The MMDR Bill has a two-pronged process for awarding mineral leases. If the government has data on enhanced mineralisation, or of minerals, it awards the prospecting licence or mining lease through competitive bidding. In other cases, any person who has carried out a process (such as reconnaissance or prospecting) and produced positive results will get the first preference for the next stage.
Reconnaissance licence is given on a non-exclusive basis for areas up to 10,000 sq km for a period of one to three years. The area should be progressively relinquished, and the data gathered should be reported to the Geological Survey of India and the State Government.
The High Technology licence is given for three to six years (extendable by two years) for an area upto 5,000 sq km in a state. The prospecting licence is given for three years (extendable by two years) for a maximum area of 500 sq km in a state. Both licences require the area to be progressively relinquished to cover a maximum of 100 sq km. These licences are given on an exclusive basis in the following manner. If any person has completed reconnaissance and applies for a prospecting licence, then he has priority. Second, if the government has knowledge of enhanced mineralisation, it can call for competitive bidding for obtaining a prospecting licence. (However, it cannot do so if some one has already applied for a High Technology licence). Third, in any other case, the first person to apply for a high technology licence or a prospecting licence will be awarded the licence. However, in the third case, if the application is for a prospecting licence, the government may call for competitive bidding within one month, with the original applicant having the right to match the best bid.
A mining lease may be given to a person for a maximum of 100 sq km in a state. The lease will be given for twenty to thirty years, and may be extended by twenty years at a time. There are two ways of obtaining the mining lease. If a person holding a prospecting licence or a High Technology licence completes the prospecting and exploration activities, and applies for a mining lease within six months, he will be awarded the lease. In other cases (including if the person is ineligible, for instance due to holding licences above the area limit or due to conviction for illegal mining etc.), the state government may award leases based on competitive bidding. The lease may be transferred to another eligible person with prior approval of the government.
The Bill provides for royalty to be paid to the government on minerals consumed or removed. It also provides for a minimum amount of royalty (called dead rent). The Bill also provides for certain compensation to families affected by mining activities. The mining lease holder will pay an amount equal to royalty (except for coal and lignite, where it is 26 percent of net profits) to the district mineral foundation which will be used for the benefit of the affected persons. Each affected person will be given one non-transferable share of the company. These provisions are in addition to other laws (such as the proposed Land Acquisition, Rehabilitation and Resettlement Act). These provisions lead to an important issue. Currently royalty rates are set in such a manner as to maximise the revenue to the state while keeping the operations sufficiently profitable to encourage private investment (according to the Hoda Committee recommendations). Adding a further cost equal to royalty would tilt the balance against investors. Indeed, several mining companies have expressed their concern on this issue.

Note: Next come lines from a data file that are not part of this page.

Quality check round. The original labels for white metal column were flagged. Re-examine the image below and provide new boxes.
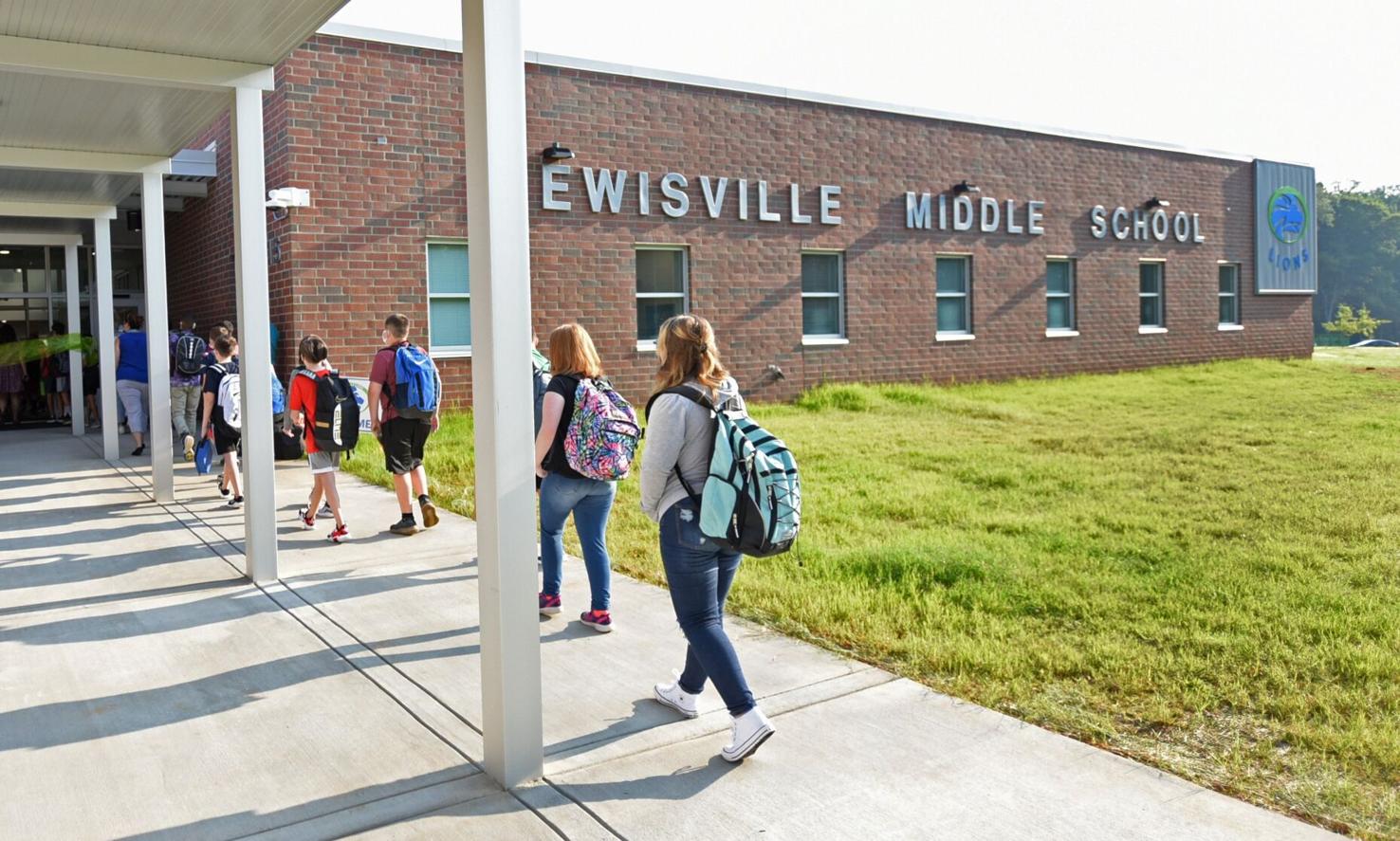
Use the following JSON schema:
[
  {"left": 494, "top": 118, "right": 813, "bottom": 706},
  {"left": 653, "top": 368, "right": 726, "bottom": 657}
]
[
  {"left": 462, "top": 0, "right": 543, "bottom": 788},
  {"left": 230, "top": 88, "right": 277, "bottom": 580},
  {"left": 92, "top": 215, "right": 119, "bottom": 462},
  {"left": 141, "top": 170, "right": 175, "bottom": 503},
  {"left": 63, "top": 236, "right": 87, "bottom": 435}
]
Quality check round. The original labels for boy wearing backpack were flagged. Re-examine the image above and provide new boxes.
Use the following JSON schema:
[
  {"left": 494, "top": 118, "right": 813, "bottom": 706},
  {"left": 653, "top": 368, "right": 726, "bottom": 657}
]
[
  {"left": 287, "top": 335, "right": 352, "bottom": 543},
  {"left": 368, "top": 312, "right": 442, "bottom": 535},
  {"left": 199, "top": 333, "right": 244, "bottom": 508},
  {"left": 170, "top": 317, "right": 209, "bottom": 462}
]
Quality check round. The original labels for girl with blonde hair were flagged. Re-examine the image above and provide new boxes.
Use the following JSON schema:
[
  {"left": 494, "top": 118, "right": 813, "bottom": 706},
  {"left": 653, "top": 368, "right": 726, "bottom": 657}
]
[
  {"left": 641, "top": 315, "right": 774, "bottom": 762},
  {"left": 535, "top": 323, "right": 617, "bottom": 634}
]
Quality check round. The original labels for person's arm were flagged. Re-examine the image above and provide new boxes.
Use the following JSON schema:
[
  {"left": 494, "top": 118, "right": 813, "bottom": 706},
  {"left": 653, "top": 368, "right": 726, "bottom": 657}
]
[
  {"left": 368, "top": 379, "right": 383, "bottom": 438},
  {"left": 641, "top": 394, "right": 689, "bottom": 522},
  {"left": 535, "top": 392, "right": 564, "bottom": 479}
]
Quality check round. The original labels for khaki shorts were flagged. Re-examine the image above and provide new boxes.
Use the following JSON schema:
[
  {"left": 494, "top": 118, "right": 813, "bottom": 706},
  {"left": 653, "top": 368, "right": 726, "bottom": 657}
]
[{"left": 306, "top": 450, "right": 341, "bottom": 476}]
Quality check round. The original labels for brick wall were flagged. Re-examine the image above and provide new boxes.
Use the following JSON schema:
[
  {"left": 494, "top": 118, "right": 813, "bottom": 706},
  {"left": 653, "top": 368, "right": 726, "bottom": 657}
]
[{"left": 171, "top": 35, "right": 1312, "bottom": 400}]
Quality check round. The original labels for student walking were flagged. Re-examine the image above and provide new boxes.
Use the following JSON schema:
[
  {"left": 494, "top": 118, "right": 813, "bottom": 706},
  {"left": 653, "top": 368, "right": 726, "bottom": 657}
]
[
  {"left": 368, "top": 312, "right": 442, "bottom": 535},
  {"left": 199, "top": 332, "right": 244, "bottom": 508},
  {"left": 286, "top": 335, "right": 352, "bottom": 543},
  {"left": 641, "top": 315, "right": 774, "bottom": 762},
  {"left": 117, "top": 312, "right": 151, "bottom": 456},
  {"left": 535, "top": 324, "right": 617, "bottom": 634},
  {"left": 170, "top": 317, "right": 209, "bottom": 462},
  {"left": 0, "top": 321, "right": 29, "bottom": 426}
]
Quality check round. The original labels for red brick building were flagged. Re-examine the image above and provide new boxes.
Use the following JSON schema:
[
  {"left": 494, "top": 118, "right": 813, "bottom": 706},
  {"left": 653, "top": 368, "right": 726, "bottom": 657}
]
[{"left": 168, "top": 27, "right": 1312, "bottom": 400}]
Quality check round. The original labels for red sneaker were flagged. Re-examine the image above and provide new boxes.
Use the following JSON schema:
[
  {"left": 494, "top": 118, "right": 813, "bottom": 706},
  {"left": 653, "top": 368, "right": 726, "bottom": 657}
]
[{"left": 579, "top": 610, "right": 612, "bottom": 634}]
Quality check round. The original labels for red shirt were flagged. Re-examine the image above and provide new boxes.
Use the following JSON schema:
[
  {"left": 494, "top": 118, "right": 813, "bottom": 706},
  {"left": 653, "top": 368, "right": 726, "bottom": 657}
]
[
  {"left": 287, "top": 368, "right": 330, "bottom": 452},
  {"left": 370, "top": 341, "right": 409, "bottom": 423}
]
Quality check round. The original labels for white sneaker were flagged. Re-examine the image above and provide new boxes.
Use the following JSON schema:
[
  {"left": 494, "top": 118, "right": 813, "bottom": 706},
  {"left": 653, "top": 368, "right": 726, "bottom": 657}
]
[
  {"left": 653, "top": 670, "right": 700, "bottom": 718},
  {"left": 720, "top": 706, "right": 777, "bottom": 762}
]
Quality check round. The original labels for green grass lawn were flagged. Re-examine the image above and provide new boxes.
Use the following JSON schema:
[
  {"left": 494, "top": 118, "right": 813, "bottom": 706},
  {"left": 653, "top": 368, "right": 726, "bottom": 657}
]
[{"left": 350, "top": 348, "right": 1400, "bottom": 837}]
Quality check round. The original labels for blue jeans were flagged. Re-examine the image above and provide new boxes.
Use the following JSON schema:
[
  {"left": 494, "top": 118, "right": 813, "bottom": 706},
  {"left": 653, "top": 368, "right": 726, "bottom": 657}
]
[
  {"left": 539, "top": 473, "right": 617, "bottom": 610},
  {"left": 661, "top": 500, "right": 755, "bottom": 715}
]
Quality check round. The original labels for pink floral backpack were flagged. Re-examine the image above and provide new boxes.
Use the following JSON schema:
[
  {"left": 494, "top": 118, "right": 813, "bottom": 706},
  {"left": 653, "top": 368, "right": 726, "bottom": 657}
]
[{"left": 564, "top": 377, "right": 641, "bottom": 482}]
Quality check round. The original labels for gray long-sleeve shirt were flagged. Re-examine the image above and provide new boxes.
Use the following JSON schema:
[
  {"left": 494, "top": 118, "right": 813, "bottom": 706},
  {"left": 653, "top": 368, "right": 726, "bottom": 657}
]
[{"left": 641, "top": 377, "right": 745, "bottom": 522}]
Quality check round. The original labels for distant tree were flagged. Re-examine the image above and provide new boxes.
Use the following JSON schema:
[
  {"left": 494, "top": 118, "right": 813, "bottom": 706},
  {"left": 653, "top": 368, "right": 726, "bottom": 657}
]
[
  {"left": 1313, "top": 182, "right": 1400, "bottom": 341},
  {"left": 1321, "top": 303, "right": 1391, "bottom": 338}
]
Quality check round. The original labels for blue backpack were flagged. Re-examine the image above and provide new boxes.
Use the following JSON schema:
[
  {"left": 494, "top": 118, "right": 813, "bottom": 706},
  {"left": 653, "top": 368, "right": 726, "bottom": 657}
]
[{"left": 394, "top": 344, "right": 441, "bottom": 420}]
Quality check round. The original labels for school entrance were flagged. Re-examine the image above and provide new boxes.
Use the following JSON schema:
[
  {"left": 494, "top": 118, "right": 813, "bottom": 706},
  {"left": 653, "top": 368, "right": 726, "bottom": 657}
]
[{"left": 0, "top": 238, "right": 146, "bottom": 341}]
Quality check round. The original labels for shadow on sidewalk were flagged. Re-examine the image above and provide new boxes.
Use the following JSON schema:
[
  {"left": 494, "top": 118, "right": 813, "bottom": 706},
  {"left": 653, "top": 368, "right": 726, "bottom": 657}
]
[{"left": 115, "top": 762, "right": 478, "bottom": 841}]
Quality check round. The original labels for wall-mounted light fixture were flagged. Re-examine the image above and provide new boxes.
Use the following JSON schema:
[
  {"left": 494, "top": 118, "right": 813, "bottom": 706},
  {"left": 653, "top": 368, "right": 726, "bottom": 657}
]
[{"left": 539, "top": 140, "right": 574, "bottom": 161}]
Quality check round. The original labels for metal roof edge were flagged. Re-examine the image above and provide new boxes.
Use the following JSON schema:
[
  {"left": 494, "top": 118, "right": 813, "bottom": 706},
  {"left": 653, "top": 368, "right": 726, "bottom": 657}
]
[{"left": 320, "top": 24, "right": 1312, "bottom": 168}]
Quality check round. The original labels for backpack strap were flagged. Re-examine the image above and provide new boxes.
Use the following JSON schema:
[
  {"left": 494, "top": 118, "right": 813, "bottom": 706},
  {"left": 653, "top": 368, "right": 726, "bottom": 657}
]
[
  {"left": 642, "top": 383, "right": 718, "bottom": 508},
  {"left": 645, "top": 385, "right": 717, "bottom": 420}
]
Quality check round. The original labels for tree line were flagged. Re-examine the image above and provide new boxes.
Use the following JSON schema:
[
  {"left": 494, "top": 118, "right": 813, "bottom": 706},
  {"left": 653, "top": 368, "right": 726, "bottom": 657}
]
[{"left": 1313, "top": 182, "right": 1400, "bottom": 343}]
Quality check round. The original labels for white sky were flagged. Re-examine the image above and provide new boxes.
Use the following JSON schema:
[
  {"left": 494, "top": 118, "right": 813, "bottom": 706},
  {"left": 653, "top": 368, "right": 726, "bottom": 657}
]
[{"left": 335, "top": 0, "right": 1400, "bottom": 188}]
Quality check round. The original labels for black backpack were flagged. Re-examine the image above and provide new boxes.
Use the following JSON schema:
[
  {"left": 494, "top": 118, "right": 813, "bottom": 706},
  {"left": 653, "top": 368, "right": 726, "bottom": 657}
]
[
  {"left": 175, "top": 333, "right": 209, "bottom": 376},
  {"left": 307, "top": 371, "right": 359, "bottom": 452}
]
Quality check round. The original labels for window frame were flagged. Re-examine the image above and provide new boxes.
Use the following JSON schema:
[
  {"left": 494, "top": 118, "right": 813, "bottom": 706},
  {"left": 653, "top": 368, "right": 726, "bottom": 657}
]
[
  {"left": 798, "top": 247, "right": 850, "bottom": 346},
  {"left": 632, "top": 242, "right": 691, "bottom": 353},
  {"left": 1046, "top": 255, "right": 1079, "bottom": 338},
  {"left": 1137, "top": 259, "right": 1167, "bottom": 335},
  {"left": 423, "top": 236, "right": 471, "bottom": 359},
  {"left": 1215, "top": 261, "right": 1244, "bottom": 332},
  {"left": 933, "top": 252, "right": 977, "bottom": 341}
]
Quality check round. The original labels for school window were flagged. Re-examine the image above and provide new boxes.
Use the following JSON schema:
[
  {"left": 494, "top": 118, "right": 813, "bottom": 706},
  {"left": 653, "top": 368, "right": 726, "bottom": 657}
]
[
  {"left": 1220, "top": 263, "right": 1241, "bottom": 327},
  {"left": 1046, "top": 259, "right": 1074, "bottom": 333},
  {"left": 1138, "top": 263, "right": 1167, "bottom": 330},
  {"left": 802, "top": 252, "right": 846, "bottom": 340},
  {"left": 637, "top": 245, "right": 691, "bottom": 347},
  {"left": 935, "top": 256, "right": 971, "bottom": 338},
  {"left": 429, "top": 242, "right": 471, "bottom": 354}
]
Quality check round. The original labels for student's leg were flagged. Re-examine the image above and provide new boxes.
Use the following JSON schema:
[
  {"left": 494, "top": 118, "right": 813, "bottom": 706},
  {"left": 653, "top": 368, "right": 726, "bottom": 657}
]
[
  {"left": 574, "top": 480, "right": 617, "bottom": 610},
  {"left": 394, "top": 473, "right": 413, "bottom": 517},
  {"left": 661, "top": 503, "right": 755, "bottom": 717},
  {"left": 306, "top": 473, "right": 326, "bottom": 520},
  {"left": 321, "top": 470, "right": 346, "bottom": 527},
  {"left": 539, "top": 473, "right": 580, "bottom": 596},
  {"left": 224, "top": 447, "right": 244, "bottom": 498}
]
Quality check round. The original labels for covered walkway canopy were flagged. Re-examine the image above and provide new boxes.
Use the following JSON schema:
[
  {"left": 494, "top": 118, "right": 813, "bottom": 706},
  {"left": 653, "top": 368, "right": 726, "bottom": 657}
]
[{"left": 0, "top": 0, "right": 542, "bottom": 785}]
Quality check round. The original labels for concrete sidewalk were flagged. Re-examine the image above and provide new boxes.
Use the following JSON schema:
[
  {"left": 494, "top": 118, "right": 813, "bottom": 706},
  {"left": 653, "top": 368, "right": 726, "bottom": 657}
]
[{"left": 0, "top": 430, "right": 1327, "bottom": 840}]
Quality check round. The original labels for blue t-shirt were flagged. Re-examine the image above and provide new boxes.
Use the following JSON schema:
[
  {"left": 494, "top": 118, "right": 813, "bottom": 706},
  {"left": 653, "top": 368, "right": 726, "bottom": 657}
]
[{"left": 117, "top": 330, "right": 151, "bottom": 382}]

The Bill also sets up a few new authorities and funds. Every district with mining operations will have a district mining fund, which will be used to make monthly or quarterly payments to affected families. Funds will also be established at the state and national levels. A national mining regulatory authority will oversee technical issues and review rates of royalty and dead rent. It will also investigate or institute prosecution against persons contravening the provisions of the Bill. States may also set up regulatory authorities. The Bill also establishes a national mining tribunal to adjudicate on issues related to grant of licences, implementation of mining plans, applications from affected families etc. States may also establish tribunals.
Does this Bill imply that coal licences will be determined by competitive bidding? No. Coal mining is reserved for government, its agencies and government companies, except for certain specific end uses (such as power generation, production of iron and steel, and cement). The MMDR Act, 1957 was amended in 2010 to permit competitive bidding for such captive use. Unless the Coal Mines Nationalisation Act is amended or repealed, the mining of coal for commercial sale by private sector entities will not be permissible.